You need to go back to the beginning and rework your manuscript and this time do the homework and create real people. This is where the Ninety Day Novel ® course kicks off for our writers, just after we crack the one-sentence viable idea, we go straight to casting it to prove the theme with just the right - and oh-so-wrong - choice of people. There is plenty of material on how to pastiche using one aspect of yourself and other characteristics robbed from people you know and there is a blog piece on this that should help you nail the key cast members.

Once you've nailed the characters, and know their moral range, their flaws and qualities, writing any scene is a joy. You just open the door and let them in. In my favourite scenes, the cast surprise me by throwing the script out the door, behaving deplorably or acting with surprising compassion. 

How to be Sure of Your Next Novel? Get A Hero!

I wrote two manuscripts before my first novel was published. I'm damned glad now they're not published. Last month, I wrote to Penguin and withdrew a novel from their consideration. I have never regretted a novel I didn't publish.

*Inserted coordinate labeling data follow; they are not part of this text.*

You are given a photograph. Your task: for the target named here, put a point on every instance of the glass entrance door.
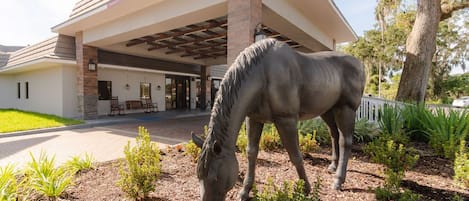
(177, 92)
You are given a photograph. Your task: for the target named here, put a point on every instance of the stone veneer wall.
(87, 81)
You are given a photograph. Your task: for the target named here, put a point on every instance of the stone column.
(205, 86)
(243, 17)
(87, 80)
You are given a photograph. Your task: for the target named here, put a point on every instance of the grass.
(12, 120)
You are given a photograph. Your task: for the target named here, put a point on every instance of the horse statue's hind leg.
(328, 117)
(254, 131)
(345, 120)
(288, 131)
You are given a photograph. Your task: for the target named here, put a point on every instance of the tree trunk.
(420, 48)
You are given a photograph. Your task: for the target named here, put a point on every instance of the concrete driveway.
(104, 142)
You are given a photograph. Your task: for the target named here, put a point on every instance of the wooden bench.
(134, 104)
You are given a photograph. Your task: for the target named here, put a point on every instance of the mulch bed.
(432, 178)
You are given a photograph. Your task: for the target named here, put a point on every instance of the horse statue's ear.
(216, 148)
(197, 140)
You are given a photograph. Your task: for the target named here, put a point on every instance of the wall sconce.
(91, 65)
(260, 34)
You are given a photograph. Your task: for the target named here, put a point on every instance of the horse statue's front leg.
(254, 130)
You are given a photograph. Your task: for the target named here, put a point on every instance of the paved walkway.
(104, 138)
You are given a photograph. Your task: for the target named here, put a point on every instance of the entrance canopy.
(196, 31)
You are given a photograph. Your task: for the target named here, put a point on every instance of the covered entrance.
(201, 39)
(177, 94)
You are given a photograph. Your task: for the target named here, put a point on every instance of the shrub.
(446, 130)
(322, 133)
(289, 192)
(8, 184)
(193, 150)
(242, 141)
(142, 167)
(77, 164)
(308, 142)
(384, 150)
(413, 116)
(365, 131)
(461, 166)
(44, 178)
(270, 139)
(396, 159)
(391, 123)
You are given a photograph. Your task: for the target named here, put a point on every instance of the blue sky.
(26, 22)
(29, 21)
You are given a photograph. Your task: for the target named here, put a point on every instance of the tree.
(421, 46)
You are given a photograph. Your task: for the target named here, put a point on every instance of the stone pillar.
(243, 17)
(87, 81)
(205, 86)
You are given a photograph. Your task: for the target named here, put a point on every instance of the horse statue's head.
(217, 169)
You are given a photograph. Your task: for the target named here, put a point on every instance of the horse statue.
(271, 82)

It's easy really, you have to admire the thing. If you admire it, you're in good shape. How do you admire your own novel? Simple. Because you admire the hell out of at least one character. He or she has your heart, and you owe it to them to hang on in there and see what the pair of you can make of things. If there's no one you admire in your novel -nif there's no one in it you'd give your life for, no one you'd say - let him or her have 90 days, 9 months, 9 years of my life because they deserve it - then you'd better start making that person. Often that 'hero' or 'heroine' starts off as not so admirable, but by the end of your novel, we have had a glimpse of their utter greatness.

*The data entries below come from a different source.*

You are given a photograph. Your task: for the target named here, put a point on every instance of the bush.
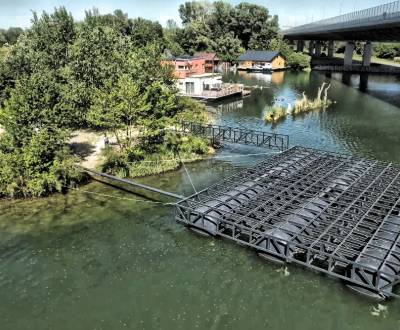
(138, 162)
(36, 171)
(191, 110)
(386, 50)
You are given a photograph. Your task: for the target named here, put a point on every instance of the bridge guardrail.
(379, 13)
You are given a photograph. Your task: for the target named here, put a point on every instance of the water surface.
(98, 258)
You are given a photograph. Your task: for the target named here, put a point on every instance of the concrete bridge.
(380, 23)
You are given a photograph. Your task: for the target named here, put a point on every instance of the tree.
(145, 32)
(229, 47)
(3, 39)
(51, 36)
(251, 23)
(298, 61)
(194, 11)
(386, 50)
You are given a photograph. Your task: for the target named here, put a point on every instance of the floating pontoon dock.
(329, 212)
(235, 135)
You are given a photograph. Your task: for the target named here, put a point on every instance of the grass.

In an age without heroes, we need fiction more than ever, as a lightning rod. 

Go get a hero.


Consolation Prizes:

“A book itself threatens to kill its author repeatedly during its composition,” Michael Chabon writes in the margins of his unfinished novel “Fountain City” — a novel, he adds, that he could feel “erasing me, breaking me down, burying me alive, drowning me, kicking me down the stairs.” He killed “Fountain City” in 1992, five and a half years of work wasted.

That’s why you’ve never read “Fountain City,” just as you’ve never read John Updike’s “Willow,” Junot Díaz’s “Dark America” or Jennifer Egan’s “Inland Souls” — all abandoned by their authors after years of toil and piles of pages.

In 1925 Evelyn Waugh burned his unpublished first novel, “The Temple at Thatch,” and attempted to drown himself in the sea. Saul Bellow was well into “The Butterfly and the Crab,” a novel about two patients in adjoining hospital beds, when he dropped it in 1949 to write “The Adventures of Augie March.”

Elizabeth McCracken spent four and a half years on what was to be her third novel, “Marvelous,” before giving it up in 2005.

“Oh my heavens!” she said. “It hurt for maybe a week. And then I decided to be butch about it.”